Brodie can etch place in history

- PAUL MALONE

BRODIE Croft can become the least experience­d premiershi­p halfback in 42 years if the Storm wins Sunday’s NRL grand final.

It’s not a bad result at all for the 21-year-old Queensland­er who was tried as first-choice halfback and rejected before suffering what was a minor knee injury in early September.

Dalby-born Croft, who played only two of 16 matches between rounds 6-22 as coach Craig Bellamy searched for his best playmaker, will play his 17th NRL game on Sunday.

Englishman Gary Stephens in 1976 won a grand final with Manly in his 14th premiershi­p game for the Sea Eagles, but Stephens had already played matches over six seasons for his former club Castleford.

Croft’s fellow Queensland­er Jahrome Hughes appeared set to be Melbourne’s finals halfback in their first finals foray since Cooper Cronk’s departure, playing four straight games as half from Rounds 19-22.

But Bellamy saw enough in Croft’s progress with Easts Tigers in Brisbane to make the change in halfback later in the season, confident he would fit the structure of a team he had not trained with as much as Hughes over many weeks.

Croft has missed only one week since, with an inflamed bursa in a knee suffered from bending his knee repeatedly in a game of lawn bowls.

Former Test halfback Andrew Johns said after Melbourne’s execution of Cronulla last Friday that Croft’s skill set made him the “perfect foil’’ for Cameron Munster’s game style at five-eighth.

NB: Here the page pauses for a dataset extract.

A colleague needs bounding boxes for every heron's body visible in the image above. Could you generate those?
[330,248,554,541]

Public praise from big names is something Croft is becoming used to, as Wally Lewis last year said he was ‘‘a real champion of the future’’ from what he had seen of his five games for Melbourne when Cronk was absent.

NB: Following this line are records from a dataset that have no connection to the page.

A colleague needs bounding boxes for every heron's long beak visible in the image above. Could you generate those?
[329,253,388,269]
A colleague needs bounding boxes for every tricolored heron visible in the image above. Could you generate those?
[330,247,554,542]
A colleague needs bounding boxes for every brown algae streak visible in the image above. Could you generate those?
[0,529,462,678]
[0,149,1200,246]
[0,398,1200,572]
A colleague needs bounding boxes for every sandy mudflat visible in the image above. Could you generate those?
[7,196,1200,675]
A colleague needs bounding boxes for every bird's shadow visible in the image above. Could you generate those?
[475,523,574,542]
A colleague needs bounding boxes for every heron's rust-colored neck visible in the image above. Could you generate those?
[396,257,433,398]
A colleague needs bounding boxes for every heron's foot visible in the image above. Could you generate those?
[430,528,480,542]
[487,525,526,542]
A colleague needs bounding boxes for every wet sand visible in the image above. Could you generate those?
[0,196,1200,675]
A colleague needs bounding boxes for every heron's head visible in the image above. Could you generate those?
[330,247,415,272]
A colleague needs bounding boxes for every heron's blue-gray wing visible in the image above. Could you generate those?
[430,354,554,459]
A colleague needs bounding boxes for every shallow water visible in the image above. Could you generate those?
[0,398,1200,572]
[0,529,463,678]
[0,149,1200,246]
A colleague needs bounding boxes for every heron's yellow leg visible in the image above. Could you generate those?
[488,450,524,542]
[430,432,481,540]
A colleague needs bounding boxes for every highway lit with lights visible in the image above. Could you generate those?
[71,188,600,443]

“It’s been a really big year. If you’d asked me two months ago if I’d be playing in the grand final, I’d have laughed it off,’’ Croft said this week.

“I kept my head down and tried to put in some big performanc­es in the QCup to get another chance in the NRL – then grab that with both hands.

“Cooper said I needed to get back to what you’d call Brodie Croft’s brand of football, not try to be something I’m not.

“I learned a lot of him in my first two years here, just training with him and have a sort of apprentice­ship. But I have so much more to learn.’’

Croft shares a house with Storm centre Curtis Scott, who played in last year’s grand final win over North Queensland, and has gone to school on the traps and distractio­ns of the countdown to the big game.

“He’s told me a few things. I was part of the squad last year and learned how they prepared for the grand final, so I got a bit out of that,’’ he said.